About

Advanced Medical Projects is a biotechnology company with presence in Madrid and Boston, interested in rare diseases caused by DNA stability, oxidative stress and low telomerase activity, also in syndromes caused by accelerated aging where the previous factors are proved very important. Most of these diseases are pediatric, like dyskeratosis congenita or ataxia telangiectasia, but some are present in adults, like idiopathic pulmonary fibrosis. We follow a “bottom-up” approach to research, so we study many different aspects of aging, telomerase function and chromosome stability to understand basic biological and physiological areas. Once we understand basic principles, we look for mechanisms able to act over some particular biochemical and genetic pathway.
AMP is the first company to develop a patented family of human peptides as a therapeutic product candidates able to increase Telomerase activity in senescent cells, increase DNA repair and also increase cell response against oxidative stress. Most of drugs are mostly developed as PLGA encapsulated principles to be administered as i.v. once or twice per month. Telomerase is a molecular complex of very difficult biomedical manipulation; its role is to maintain the length of telomeres, which are special DNA sequences located at the end of chromosomes to protect them from degradation.
Working on oxidative stress, we have developed a new drug against Fragile X Syndrome, that already passed Clinical Phase III. Patients treated with the drug, versus those treated with the placebo, have shown very clear improvement in cognitive and learning capacities and functions. We plan to bring this drug to patients by the end of 2015.

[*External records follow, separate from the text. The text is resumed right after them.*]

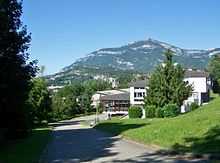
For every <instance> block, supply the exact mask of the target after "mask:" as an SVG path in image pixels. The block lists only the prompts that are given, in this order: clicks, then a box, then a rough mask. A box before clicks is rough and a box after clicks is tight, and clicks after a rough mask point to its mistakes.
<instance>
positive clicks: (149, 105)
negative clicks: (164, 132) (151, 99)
mask: <svg viewBox="0 0 220 163" xmlns="http://www.w3.org/2000/svg"><path fill="white" fill-rule="evenodd" d="M156 109H157V108H156V106H154V105H148V106H146V107H145V115H146V118H154V117H156Z"/></svg>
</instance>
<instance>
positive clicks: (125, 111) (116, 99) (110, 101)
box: [100, 92, 130, 114]
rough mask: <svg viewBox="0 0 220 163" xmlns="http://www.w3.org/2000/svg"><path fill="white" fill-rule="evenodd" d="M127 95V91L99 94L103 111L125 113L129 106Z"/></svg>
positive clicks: (110, 112) (112, 113)
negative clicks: (123, 92) (125, 91)
mask: <svg viewBox="0 0 220 163" xmlns="http://www.w3.org/2000/svg"><path fill="white" fill-rule="evenodd" d="M129 95H130V93H129V92H124V93H119V94H113V95H106V96H101V98H100V103H101V104H102V105H103V106H104V112H107V113H110V114H127V113H128V108H129V107H130V98H129Z"/></svg>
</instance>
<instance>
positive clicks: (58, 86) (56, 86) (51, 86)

As cells divide in normal life, telomeres become shorter and shorter, and eventually the cell becomes senescent, does not repair its DNA and suffers more and more from oxidative stress. Abnormal telomere shortening means abnormal aging and also increase of mutations that may cause cancer. On the other hand, oxidative stress is a key factor in fibrosis processes.
Our patented GSE24-2 peptides have already demonstrated in vitro potential in several diseases, including cancer, Dyskeratosis Congenita, Werner Syndrome, Idiopathic Pulmonary Fibrosis, etc. GSE24-2 is currently in preclinical studies, in animal models, and based on the results generated so far we hope to reach very soon studies in human patients. Currently, we are also developing new administration platforms for these peptides, able to guarantee safety and correct dosage.
Finally, the company has also developed a complete line of cosmetics products using some of its patented molecules. These products are marketed worldwide and we reinvest 100% of all profits in the development of these pediatric drugs.